My Oxford Year, though fiction, reads like a memoir. It’s told from the point of view of a young American woman named Ella, who wins a Rhodes scholarship to spend a year at Oxford studying literature. Just as she’s about to fly to England, she gets the job offer of her dreams for a position in Washington, D.C. Her new employer agrees to defer until spring, so she can have her “Oxford year,” on the condition that she will be available to consult by phone.
Once Ella lands in Oxford, we get to share in her wonderful sense of culture shock at the juxtaposition of old and new, and the adventure of making new friends. These friends run the gamut from hipsters to chip shop owners to the social elite, and each character is fully drawn and appealing. Along with these new people in her life, Ella’s world is populated by U.S. characters who keep in touch by phone, particularly Ella’s mom and her new employer.
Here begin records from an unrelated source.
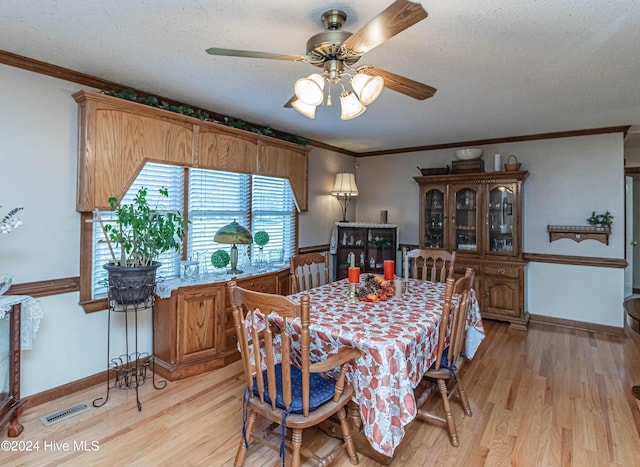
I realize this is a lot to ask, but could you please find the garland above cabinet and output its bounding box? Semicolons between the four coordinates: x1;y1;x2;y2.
73;91;309;212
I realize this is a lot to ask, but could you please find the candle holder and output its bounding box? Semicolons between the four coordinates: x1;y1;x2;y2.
347;283;357;303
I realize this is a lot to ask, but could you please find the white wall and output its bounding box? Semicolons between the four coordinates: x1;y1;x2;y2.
0;65;355;397
357;133;624;327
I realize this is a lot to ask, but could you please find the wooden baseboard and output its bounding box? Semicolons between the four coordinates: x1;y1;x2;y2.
25;370;107;407
529;314;625;336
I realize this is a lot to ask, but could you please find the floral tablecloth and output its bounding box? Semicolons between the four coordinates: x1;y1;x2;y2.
289;279;484;456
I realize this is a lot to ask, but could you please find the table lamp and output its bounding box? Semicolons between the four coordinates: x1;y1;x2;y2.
213;219;253;274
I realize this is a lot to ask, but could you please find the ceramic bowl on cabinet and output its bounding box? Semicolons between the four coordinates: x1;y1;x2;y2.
456;148;482;161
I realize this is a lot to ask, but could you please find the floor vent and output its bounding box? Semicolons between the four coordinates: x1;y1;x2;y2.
40;403;91;426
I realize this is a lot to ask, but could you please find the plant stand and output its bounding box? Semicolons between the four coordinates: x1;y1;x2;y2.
93;285;167;412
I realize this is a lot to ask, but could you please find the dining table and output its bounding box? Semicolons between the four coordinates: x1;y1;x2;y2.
288;277;485;457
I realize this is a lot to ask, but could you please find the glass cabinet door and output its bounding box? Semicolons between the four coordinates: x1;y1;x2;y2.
424;188;445;248
486;185;515;255
454;187;479;251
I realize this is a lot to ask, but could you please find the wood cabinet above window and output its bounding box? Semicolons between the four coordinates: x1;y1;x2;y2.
73;91;309;212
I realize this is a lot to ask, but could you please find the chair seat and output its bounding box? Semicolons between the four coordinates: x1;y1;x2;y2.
253;363;336;413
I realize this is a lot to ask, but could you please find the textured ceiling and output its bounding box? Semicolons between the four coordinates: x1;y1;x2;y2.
0;0;640;152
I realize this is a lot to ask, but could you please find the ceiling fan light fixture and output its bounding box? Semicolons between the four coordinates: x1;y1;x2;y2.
291;99;317;119
351;73;384;105
340;91;367;120
293;73;324;106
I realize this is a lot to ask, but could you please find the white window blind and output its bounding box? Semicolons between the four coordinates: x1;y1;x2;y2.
92;163;184;298
251;175;296;258
92;163;296;299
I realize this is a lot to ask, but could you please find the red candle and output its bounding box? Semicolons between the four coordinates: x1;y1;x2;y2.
349;268;360;284
384;259;396;281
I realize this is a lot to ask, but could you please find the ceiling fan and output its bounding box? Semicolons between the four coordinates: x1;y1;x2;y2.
206;0;436;120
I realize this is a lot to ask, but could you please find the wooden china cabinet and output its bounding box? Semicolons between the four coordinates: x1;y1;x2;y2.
414;171;529;330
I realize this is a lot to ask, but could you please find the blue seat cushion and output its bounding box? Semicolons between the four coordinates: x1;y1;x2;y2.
253;363;336;413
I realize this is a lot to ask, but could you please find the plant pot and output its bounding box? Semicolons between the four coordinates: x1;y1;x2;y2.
103;261;160;305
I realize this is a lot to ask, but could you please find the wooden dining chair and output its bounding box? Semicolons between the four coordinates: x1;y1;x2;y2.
228;281;360;467
289;253;329;293
407;248;456;282
416;268;474;446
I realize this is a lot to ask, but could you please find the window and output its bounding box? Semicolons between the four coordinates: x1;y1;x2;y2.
91;163;297;299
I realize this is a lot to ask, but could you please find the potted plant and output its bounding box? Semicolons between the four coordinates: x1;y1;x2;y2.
587;211;613;230
100;187;188;305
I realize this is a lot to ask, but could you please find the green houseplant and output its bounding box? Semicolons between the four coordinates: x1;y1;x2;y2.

It’s not just your typical “fish out of water” story, though, and Ella’s cultural adjustments are not the focal point of the book. The primary focus is navigating relationships, and living up to our expectations of others and of ourselves. Ella’s mother (present via phone from the U.S.), and a possible new romance (centered at Oxford) provide deeper challenges she must face and resolve.
Every time I thought the plot was getting predictable, there was a twist. The ending was unexpected and bittersweet.
I highly recommend this one. I’ve just finished it and restarted it, because I want to experience its charm again. This one is magical!